Problem of evaluating ReCo on CityScapes

Question

Problem of evaluating ReCo on CityScapes

xs1317 opened this issue 2 years ago · comments

Hello, thanks for sharing your fantastic work.

I evaluated the ReCo on Cityscapes validation split but didn't get the same result as your paper.Here are my result and configs:

Results: deit_s_16_sin_in_train_ce_ta_dc/results_crf.json

"Pixel Acc": 0.7456942998704943, "Mean IoU": 0.19347486644280978
I get better Pixel Acc and worse mIOU.

configs:

        imagenet_split: "train"  
        dataset_name: "cityscapes"  
        clip_arch: "ViT-L/14@336px" 
        dense_clip_arch: "RN50x16"  
        dense_clip_inference: true
        encoder_arch: "DeiT-S/16-SIN"  
        patch_size: 16
        context_categories: ["tree", "sky", "building", "road", "person"]
        context_elimination: true
        text_attention: true

I directly download the reference image embedding for CityScapes and the pre-trained models.
The problem should not be caused by image preprocessing because I got the same result when evaluating ReCo+ on CityScapes.
Would you help me solve this problem?
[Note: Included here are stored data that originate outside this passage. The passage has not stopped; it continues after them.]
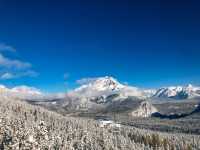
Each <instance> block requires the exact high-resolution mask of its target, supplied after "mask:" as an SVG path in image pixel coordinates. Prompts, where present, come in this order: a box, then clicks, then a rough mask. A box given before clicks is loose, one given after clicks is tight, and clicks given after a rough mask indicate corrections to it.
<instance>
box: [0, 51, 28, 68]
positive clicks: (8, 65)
mask: <svg viewBox="0 0 200 150" xmlns="http://www.w3.org/2000/svg"><path fill="white" fill-rule="evenodd" d="M0 66H2V67H6V68H14V69H26V68H30V67H31V64H30V63H28V62H23V61H20V60H17V59H10V58H7V57H5V56H3V55H2V54H0Z"/></svg>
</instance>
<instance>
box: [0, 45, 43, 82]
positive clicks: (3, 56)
mask: <svg viewBox="0 0 200 150" xmlns="http://www.w3.org/2000/svg"><path fill="white" fill-rule="evenodd" d="M8 51H9V52H16V49H15V48H14V47H12V46H10V45H6V44H2V43H0V69H1V74H0V80H9V79H16V78H21V77H37V76H38V75H39V74H38V73H37V72H36V71H34V70H32V64H31V63H29V62H25V61H22V60H19V59H13V58H10V57H7V56H5V55H4V54H2V53H3V52H8ZM1 52H2V53H1Z"/></svg>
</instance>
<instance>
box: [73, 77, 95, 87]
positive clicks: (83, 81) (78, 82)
mask: <svg viewBox="0 0 200 150" xmlns="http://www.w3.org/2000/svg"><path fill="white" fill-rule="evenodd" d="M96 79H97V78H82V79H80V80H77V81H76V83H77V84H80V85H83V84H88V83H90V82H93V81H95V80H96Z"/></svg>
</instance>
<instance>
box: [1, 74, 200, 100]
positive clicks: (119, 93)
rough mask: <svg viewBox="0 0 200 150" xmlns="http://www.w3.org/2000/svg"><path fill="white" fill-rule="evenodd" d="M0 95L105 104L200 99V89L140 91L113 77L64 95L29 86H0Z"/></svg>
mask: <svg viewBox="0 0 200 150" xmlns="http://www.w3.org/2000/svg"><path fill="white" fill-rule="evenodd" d="M0 94H1V95H2V94H4V95H5V94H6V95H7V96H9V95H12V96H17V97H21V98H24V99H27V100H33V99H45V100H47V99H53V98H61V99H62V98H65V97H67V98H71V99H91V100H93V101H96V102H97V103H107V102H108V101H110V100H111V97H112V98H113V99H112V100H115V99H126V98H128V97H131V96H133V97H137V98H140V99H148V98H171V99H176V100H180V99H191V98H196V97H200V87H197V86H193V85H191V84H189V85H187V86H170V87H163V88H160V89H157V90H156V89H141V88H137V87H133V86H129V85H125V84H122V83H120V82H119V81H117V79H115V78H113V77H109V76H106V77H99V78H95V79H93V80H90V81H88V82H87V83H85V84H83V85H81V86H80V87H78V88H76V89H74V90H71V91H69V92H66V93H56V94H47V93H43V92H41V90H39V89H37V88H34V87H29V86H25V85H23V86H17V87H14V88H7V87H5V86H4V85H0Z"/></svg>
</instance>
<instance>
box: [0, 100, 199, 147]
mask: <svg viewBox="0 0 200 150" xmlns="http://www.w3.org/2000/svg"><path fill="white" fill-rule="evenodd" d="M0 149H1V150H4V149H13V150H17V149H36V150H37V149H52V150H53V149H56V150H60V149H61V150H62V149H63V150H66V149H67V150H102V149H105V150H129V149H130V150H144V149H145V150H148V149H155V150H157V149H159V150H168V149H169V150H171V149H174V150H175V149H177V150H192V149H200V136H199V135H192V134H184V133H166V132H157V131H151V130H146V129H138V128H135V127H131V126H125V125H122V126H120V127H116V126H112V125H106V126H103V127H102V126H101V125H100V124H99V122H98V121H94V120H93V119H83V118H78V117H76V118H74V117H64V116H62V115H60V114H57V113H55V112H52V111H48V110H46V109H44V108H42V107H39V106H33V105H30V104H27V103H26V102H22V101H20V100H17V99H6V98H1V99H0Z"/></svg>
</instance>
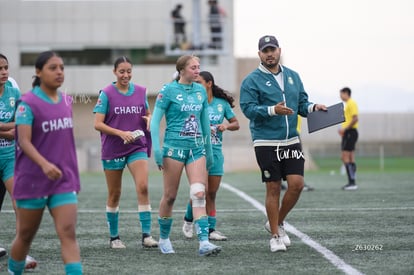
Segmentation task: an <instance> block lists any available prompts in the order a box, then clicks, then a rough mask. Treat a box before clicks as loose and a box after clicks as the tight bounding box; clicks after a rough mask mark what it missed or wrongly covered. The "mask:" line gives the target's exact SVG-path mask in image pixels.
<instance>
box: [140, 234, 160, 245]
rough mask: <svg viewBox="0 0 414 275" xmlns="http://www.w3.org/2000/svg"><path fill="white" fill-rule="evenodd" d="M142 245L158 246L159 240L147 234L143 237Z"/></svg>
mask: <svg viewBox="0 0 414 275" xmlns="http://www.w3.org/2000/svg"><path fill="white" fill-rule="evenodd" d="M142 246H143V247H145V248H152V247H158V242H157V241H156V240H154V238H152V237H151V236H147V237H145V238H144V237H143V238H142Z"/></svg>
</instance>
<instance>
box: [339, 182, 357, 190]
mask: <svg viewBox="0 0 414 275" xmlns="http://www.w3.org/2000/svg"><path fill="white" fill-rule="evenodd" d="M357 189H358V185H356V184H355V183H348V184H347V185H345V186H343V187H342V190H345V191H353V190H357Z"/></svg>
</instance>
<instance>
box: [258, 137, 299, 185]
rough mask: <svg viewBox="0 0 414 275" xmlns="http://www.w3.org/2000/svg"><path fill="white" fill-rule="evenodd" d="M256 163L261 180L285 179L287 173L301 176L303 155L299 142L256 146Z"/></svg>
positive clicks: (285, 177)
mask: <svg viewBox="0 0 414 275" xmlns="http://www.w3.org/2000/svg"><path fill="white" fill-rule="evenodd" d="M254 150H255V153H256V160H257V164H258V165H259V167H260V171H261V173H262V181H263V182H270V181H280V180H281V179H284V180H286V176H287V175H300V176H303V174H304V168H305V157H304V154H303V151H302V146H301V144H300V143H297V144H293V145H289V146H280V147H278V146H256V147H255V149H254Z"/></svg>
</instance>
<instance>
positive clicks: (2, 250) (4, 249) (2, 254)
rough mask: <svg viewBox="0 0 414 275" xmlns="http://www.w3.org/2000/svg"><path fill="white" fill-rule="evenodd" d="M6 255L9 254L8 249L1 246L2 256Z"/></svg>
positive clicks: (1, 252) (5, 255)
mask: <svg viewBox="0 0 414 275" xmlns="http://www.w3.org/2000/svg"><path fill="white" fill-rule="evenodd" d="M6 255H7V251H6V249H4V248H3V247H0V258H1V257H3V256H6Z"/></svg>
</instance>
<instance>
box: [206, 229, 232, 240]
mask: <svg viewBox="0 0 414 275" xmlns="http://www.w3.org/2000/svg"><path fill="white" fill-rule="evenodd" d="M208 239H209V240H212V241H227V237H226V236H224V235H223V233H221V232H220V231H216V230H214V231H211V232H210V234H208Z"/></svg>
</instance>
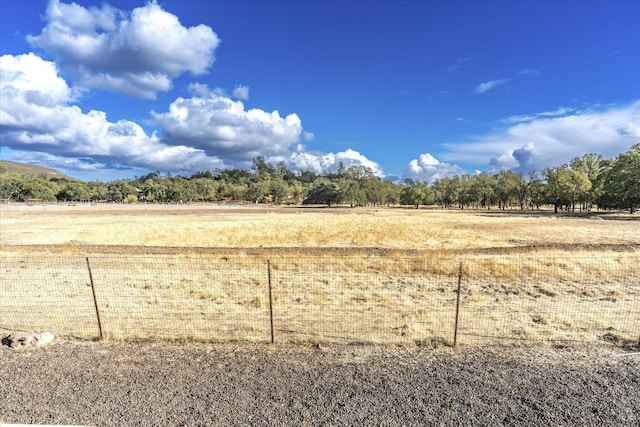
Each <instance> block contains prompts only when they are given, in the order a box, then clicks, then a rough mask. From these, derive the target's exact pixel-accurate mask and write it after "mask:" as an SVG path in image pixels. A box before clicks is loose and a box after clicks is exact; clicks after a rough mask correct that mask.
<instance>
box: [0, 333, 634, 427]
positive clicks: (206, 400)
mask: <svg viewBox="0 0 640 427" xmlns="http://www.w3.org/2000/svg"><path fill="white" fill-rule="evenodd" d="M625 351H626V352H627V353H626V354H627V356H618V355H619V354H625ZM628 351H629V349H627V350H624V349H621V348H616V347H610V346H609V347H607V346H589V347H584V346H582V347H579V346H578V345H575V346H573V345H572V346H568V347H545V346H542V345H537V346H533V347H529V346H514V347H510V346H503V347H466V346H463V347H458V348H455V349H453V348H447V347H442V348H437V349H433V348H428V347H383V346H340V347H338V346H336V347H332V346H326V347H325V346H322V347H311V346H306V347H305V346H286V345H275V346H269V345H250V344H193V343H192V344H186V345H180V344H177V343H169V344H167V343H162V342H146V343H140V342H133V343H115V342H106V343H105V342H100V343H97V342H82V341H63V340H57V341H54V342H53V343H51V344H49V345H48V346H46V347H42V348H31V349H22V350H13V349H10V348H9V347H7V346H2V347H0V361H1V363H0V422H2V421H4V422H6V423H35V424H75V425H94V426H115V425H121V426H128V425H131V426H196V425H197V426H200V425H259V426H260V425H270V426H271V425H492V426H494V425H527V426H535V425H540V426H549V425H556V426H563V425H567V426H569V425H571V426H573V425H583V426H603V425H605V426H606V425H611V426H614V425H615V426H631V425H639V424H640V356H637V355H630V354H629V353H628ZM636 351H637V350H636Z"/></svg>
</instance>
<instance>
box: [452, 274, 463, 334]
mask: <svg viewBox="0 0 640 427" xmlns="http://www.w3.org/2000/svg"><path fill="white" fill-rule="evenodd" d="M461 285H462V262H460V265H459V266H458V289H457V290H456V294H457V295H456V323H455V326H454V328H453V346H454V347H455V346H456V345H457V344H458V320H459V317H460V288H461Z"/></svg>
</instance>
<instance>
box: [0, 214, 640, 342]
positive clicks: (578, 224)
mask: <svg viewBox="0 0 640 427" xmlns="http://www.w3.org/2000/svg"><path fill="white" fill-rule="evenodd" d="M0 215H1V217H0V219H1V221H0V227H1V229H0V231H1V233H0V238H1V243H2V253H3V255H4V256H3V260H2V268H3V278H2V282H1V285H2V290H3V295H5V296H7V297H6V298H3V299H2V301H1V302H0V304H2V305H4V306H2V307H0V310H1V311H2V312H3V313H4V315H3V317H4V318H5V319H7V318H10V319H11V322H13V323H12V325H15V326H13V327H17V326H20V327H22V328H24V329H26V328H29V327H30V328H32V329H37V328H44V329H51V328H52V326H51V325H52V322H53V323H55V322H58V323H55V324H56V325H58V330H62V331H68V330H69V323H71V325H73V327H74V328H75V329H74V331H73V333H71V332H69V334H70V335H74V336H83V337H85V338H88V337H95V336H96V326H95V319H94V317H95V313H94V307H93V300H92V295H91V288H90V287H88V286H87V282H88V277H89V275H88V274H87V273H88V271H87V270H88V267H89V266H91V270H92V271H91V272H92V274H93V280H94V282H95V285H96V286H95V287H96V295H97V299H98V301H99V305H100V307H101V314H102V321H103V324H104V325H105V329H106V331H105V335H106V336H107V337H113V338H131V337H148V336H153V337H157V336H165V337H173V338H176V337H180V336H182V337H186V338H189V339H192V340H213V341H224V340H246V341H268V340H269V303H268V302H269V295H268V283H267V281H268V278H270V279H271V284H272V288H273V289H272V291H273V308H274V317H275V319H276V322H275V333H276V339H277V340H279V341H284V342H287V341H294V342H300V341H304V342H327V341H336V342H344V341H347V342H354V341H356V342H384V343H390V342H415V343H422V342H427V343H438V342H441V341H446V342H451V339H452V336H453V333H454V332H453V326H454V319H455V304H456V296H457V295H456V288H457V283H458V280H461V282H462V287H461V294H460V304H461V311H460V318H459V320H460V325H459V331H460V334H461V338H462V342H486V341H492V340H494V339H516V340H557V339H561V340H580V341H585V340H586V341H597V340H602V339H603V337H609V339H611V340H614V341H617V342H619V341H622V342H628V343H632V342H637V339H638V334H640V273H639V272H638V268H637V265H638V261H640V246H639V242H640V221H638V220H639V219H640V218H636V217H633V216H630V215H626V214H622V213H616V214H613V213H608V214H597V213H592V214H585V215H557V216H556V215H553V214H552V213H550V212H530V211H526V212H520V211H513V212H500V211H464V212H462V211H446V212H445V211H439V210H424V209H423V210H413V209H399V208H396V209H347V208H338V209H333V208H332V209H326V208H301V207H282V208H265V207H253V206H248V207H246V206H245V207H241V206H226V207H219V206H210V205H209V206H207V205H172V206H153V205H138V206H125V205H96V206H91V205H84V206H65V205H58V206H39V207H38V206H31V207H26V206H16V205H11V206H2V207H0ZM86 257H88V258H89V260H87V259H86ZM267 260H269V262H270V270H269V273H270V274H267V273H268V272H267V268H266V263H267ZM460 263H462V269H460V267H461V264H460ZM52 278H55V280H51V279H52ZM43 304H48V306H49V308H48V309H47V314H48V316H42V315H41V313H40V312H41V310H39V309H38V307H42V305H43ZM11 313H12V314H11ZM52 319H53V320H52ZM5 325H6V323H5V320H4V319H3V321H1V322H0V327H6V326H5ZM212 325H215V327H213V328H212Z"/></svg>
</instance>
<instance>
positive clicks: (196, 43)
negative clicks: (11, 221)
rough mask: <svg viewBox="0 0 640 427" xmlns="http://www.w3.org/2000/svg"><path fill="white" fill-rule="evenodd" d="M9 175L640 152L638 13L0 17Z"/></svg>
mask: <svg viewBox="0 0 640 427" xmlns="http://www.w3.org/2000/svg"><path fill="white" fill-rule="evenodd" d="M0 57H1V58H0V71H1V74H0V83H1V86H0V91H1V92H0V146H1V148H0V150H1V151H0V158H1V159H3V160H15V161H21V162H27V163H34V164H38V165H42V166H47V167H53V168H57V169H60V170H62V171H63V172H65V173H67V174H68V175H71V176H74V177H78V178H81V179H86V180H94V179H98V180H103V181H108V180H113V179H117V178H131V177H134V176H141V175H144V174H146V173H148V172H153V171H159V172H161V173H166V172H171V173H172V174H183V175H190V174H192V173H194V172H197V171H203V170H215V169H216V168H221V169H222V168H233V167H244V168H249V167H250V166H251V162H252V159H253V158H254V157H255V156H257V155H262V156H263V157H265V159H266V160H267V161H270V162H272V163H276V162H279V161H284V162H285V163H286V164H287V166H288V167H289V168H291V169H294V170H306V169H308V170H313V171H315V172H317V173H326V172H329V171H335V169H336V168H337V165H338V163H339V162H342V163H343V164H344V165H345V166H347V167H348V166H351V165H363V166H367V167H370V168H371V169H372V170H373V171H374V172H375V173H376V174H377V175H379V176H380V177H384V178H389V179H401V178H413V179H421V180H426V181H428V182H430V183H431V182H433V180H434V179H437V178H440V177H444V176H451V175H453V174H460V173H474V172H476V171H494V172H497V171H499V170H502V169H511V170H514V171H520V172H522V173H523V174H525V176H526V175H528V173H529V172H530V171H532V170H536V171H538V172H540V171H541V170H542V169H544V168H545V167H547V166H555V165H559V164H562V163H567V162H569V161H570V160H571V159H572V158H573V157H575V156H580V155H583V154H586V153H592V152H595V153H599V154H603V155H604V156H605V157H615V156H616V155H618V154H619V153H622V152H624V151H627V150H628V149H629V148H630V147H631V146H632V145H633V144H635V143H638V142H640V2H637V1H553V2H552V1H537V2H533V1H531V2H530V1H337V0H335V1H331V0H329V1H204V0H202V1H197V0H180V1H177V0H167V1H157V2H145V1H123V0H111V1H77V2H75V3H71V2H65V1H63V0H50V1H48V0H23V1H17V0H15V1H12V0H0Z"/></svg>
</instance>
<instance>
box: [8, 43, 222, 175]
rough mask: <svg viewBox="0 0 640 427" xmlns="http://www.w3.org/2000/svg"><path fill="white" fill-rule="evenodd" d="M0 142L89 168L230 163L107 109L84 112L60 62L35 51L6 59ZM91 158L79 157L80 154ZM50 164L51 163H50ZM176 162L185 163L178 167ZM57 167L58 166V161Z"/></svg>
mask: <svg viewBox="0 0 640 427" xmlns="http://www.w3.org/2000/svg"><path fill="white" fill-rule="evenodd" d="M0 70H1V71H0V72H1V76H2V79H1V80H0V96H1V98H2V103H0V145H2V146H6V147H9V148H13V149H17V150H27V151H29V152H31V153H32V156H38V155H39V156H40V157H42V156H43V155H44V154H42V153H47V155H48V156H49V157H48V158H49V159H54V160H55V159H62V158H66V159H67V160H68V161H66V162H63V165H61V166H65V167H69V163H71V164H74V159H75V164H76V165H78V164H81V165H82V166H83V167H84V168H87V167H89V166H88V165H91V164H93V165H94V167H96V168H99V167H102V166H104V165H110V166H111V167H120V166H122V165H126V166H127V167H130V168H143V169H145V168H146V169H151V170H158V169H160V170H172V171H176V169H180V168H182V170H197V169H200V170H203V169H212V168H215V167H221V166H224V164H223V162H222V161H221V160H220V159H218V158H216V157H209V156H207V155H206V154H205V153H204V152H203V151H202V150H199V149H197V148H193V147H188V146H185V145H177V146H170V145H167V144H164V143H162V142H161V141H160V140H159V139H158V137H157V136H155V135H147V134H146V133H145V131H144V130H143V129H142V127H140V125H138V124H137V123H134V122H131V121H128V120H120V121H118V122H115V123H114V122H109V121H108V120H107V116H106V114H105V113H104V112H102V111H95V110H91V111H89V112H88V113H84V112H82V111H81V109H80V108H79V107H77V106H75V105H69V101H72V100H73V99H74V97H73V90H72V89H70V88H69V87H68V86H67V84H66V82H65V81H64V80H63V79H61V78H60V77H59V76H58V74H57V72H56V68H55V66H54V64H52V63H51V62H47V61H44V60H42V59H40V58H38V57H36V56H34V55H19V56H12V55H4V56H2V57H1V58H0ZM87 157H89V158H91V159H93V160H91V161H87V160H84V161H79V159H80V158H87ZM49 164H50V163H49ZM176 165H180V166H179V167H176ZM52 166H57V165H56V164H52Z"/></svg>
Thanks!

Gyungin · Answer 1 · Wed Jan 11 2023 22:22:40 GMT+0800 (China Standard Time)

Hi @xs1317 and thank you for your kind words and interest in our work.

I'm having difficulties understanding your question as it seems you got the same results as the ones reported in the paper after rounding, i.e., 74.6 and 19.3 for pixel accuracy and mIoU (in percent).

Could you please double check if your question is correct or if by any chacne you got the numbers confused with another dataset such as KITTI-STEP?

Kind regards,
Noel

Gyungin · Answer 2 · Wed Jan 11 2023 22:56:24 GMT+0800 (China Standard Time)

Sorry, I was too quick to reply to you earlier - I noticed that the numbers you compared to are the ones in the revised version rather than the arXiv version. The difference is: in the new version, ReCo was evaluated at original resolutions using the inference code of Drive&Segment (https://github.com/vobecant/DriveAndSegment) for a fair comparison, whereas ReCo+ is evaluated at 320×320 pixels as in STEGO (https://arxiv.org/abs/2203.08414). As the image pre-processing used in this repo is for the latter case, there are some differences as you noted.

Noel

飘飘飘飘 · Answer 3 · Thu Jan 12 2023 09:16:39 GMT+0800 (China Standard Time)

Hi @NoelShin ,thanks for your reply.
I read the arXiv version and get the same result on CityScapes.There's another problem when I evaluated ReCo on KITTI_STEP validation split. The result is 72.0 and 31.0 for pixel accuracy and mIoU (in percent) which is better than the ones in the arXiv version. I can't find any result matching this result.
The accurate results is "Pixel Acc": 0.7199210254853453,"Mean IoU": 0.30981611409230164.
The configs are the same as my origin issue.And the result of ReCo+ on KITTI_STEP matches the result in the arXiv version.

Gyungin · Answer 4 · Thu Jan 12 2023 21:44:16 GMT+0800 (China Standard Time)

Thank you very much for letting me know - I could confirm that the embedding file produces the numbers you got. To double check the code, I re-implemented to compute the image embeddings for KITTI-STEP and, in that case, the correct numbers could be obtained as reported in our paper. (I think I mistakenly upload a different embedding file with some other setting that I got during ablation studies.) Please try to download the embedding file again and verify if you could get the exact numbers. If not, please let me know again. :)

Download link

飘飘飘飘 · Answer 5 · Fri Jan 13 2023 11:23:19 GMT+0800 (China Standard Time)

Hi @NoelShin ,thanks for your help.
I download the embedding and the result is correct as your paper. I wonder the setting for original embedding.If it is convenient, please tell me.